【トピックス】卯月から皐月へ

5月1日(金)

古典の授業を思い出しましょう。
5月は、「皐月(さつき)」。
田植えをする月、「早苗」を植える季節に由来するとも言われています。自然も人も、大きく動き始める時期です。学校もまた、この5月から本格的なリズムへと入っていきます。
その皐月を迎える前の4月は、「卯月(うづき)」。
卯の花が咲く頃、あるいは草木が芽吹き、生命が一斉に動き出す月とされています。新しい環境、新しい人間関係、新しい学び。少しの不安と期待を抱えながら、一歩を踏み出す4月の学校の姿は、まさに卯月そのものだと感じます。新年度が始まり、校内には新しい空気が流れました。
教室では、まだ硬さの残る表情、慎重なやりとりも見られましたが、日を追うごとに、少しずつ「今年度の学校生活」が形になってきました。

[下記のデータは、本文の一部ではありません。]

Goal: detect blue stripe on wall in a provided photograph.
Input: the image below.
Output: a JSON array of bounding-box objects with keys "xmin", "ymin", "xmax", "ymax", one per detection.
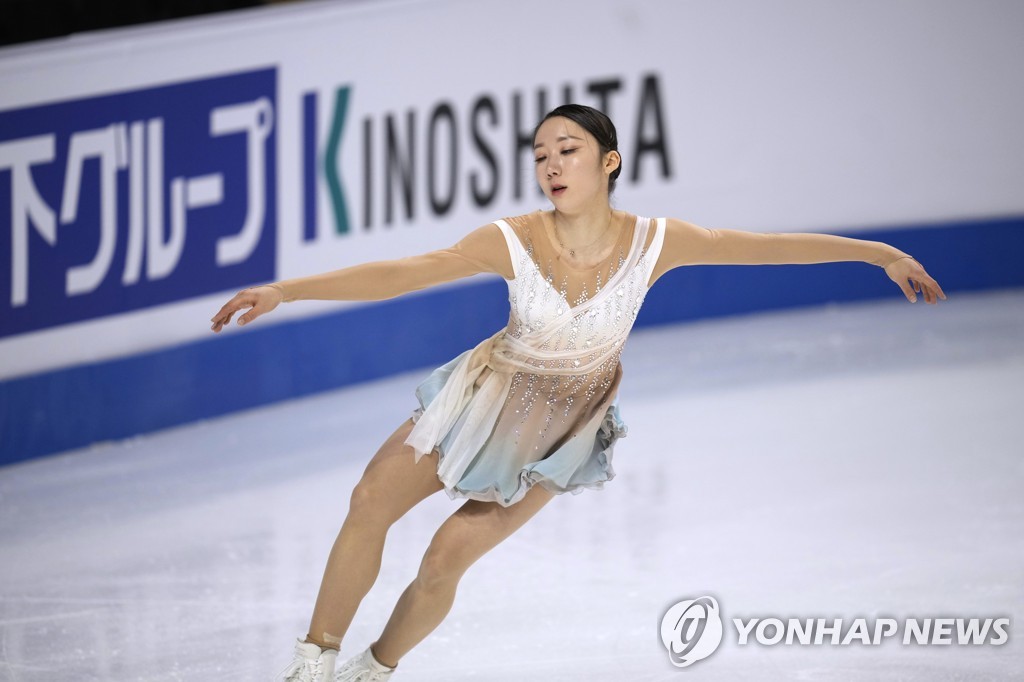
[{"xmin": 0, "ymin": 217, "xmax": 1024, "ymax": 464}]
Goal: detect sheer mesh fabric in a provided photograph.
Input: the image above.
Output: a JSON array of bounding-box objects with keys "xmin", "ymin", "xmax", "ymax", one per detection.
[{"xmin": 407, "ymin": 212, "xmax": 664, "ymax": 504}]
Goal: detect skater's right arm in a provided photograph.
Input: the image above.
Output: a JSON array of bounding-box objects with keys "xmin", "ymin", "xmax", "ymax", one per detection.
[{"xmin": 211, "ymin": 223, "xmax": 514, "ymax": 332}]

4月は、私自身、できるだけ校舎を歩き、授業の様子を観察しました。

3年生の数学では、因数分解を学んでいます。式を操作していく中で、複雑に見えていたものの構造がふっと見えた瞬間、生徒のみなさんの表情が変わることがあります。式を分けたり、つなぎ直したりすることで、新しい発見が生まれ、意味が立ち上がってくる。その過程にこそ、数学ならではの面白さがあります。授業を参観しながら、以前、ある映画監督が語っていた「映画撮影には数学が隠されている」という話を思い出しました。
たとえば、ある大人が子どもAに飴を渡す場面を撮影すると、子どもAは当然うれしそうに笑顔になります。次の場面では、子どもBが同じ種類の飴を持ち、やはり笑顔を見せている。画面には、その大人が子どもBに飴を渡す瞬間は映っていません。それでも私たちは自然と、「この大人は、子どもBにも飴を渡したのだな」と理解します。見えている事実を手がかりに、見えていない過程を想像する。この感覚の中にこそ、数学の因数分解が隠されているのだ、という話でした。
答えだけを追うのではなく、そこに至る思考の道筋をたどること。その積み重ねが、物事の本質を読み解く力につながっていく。学問は、日常と結びついたときにこそ生きたものになる――そんなことを改めて考えさせられました。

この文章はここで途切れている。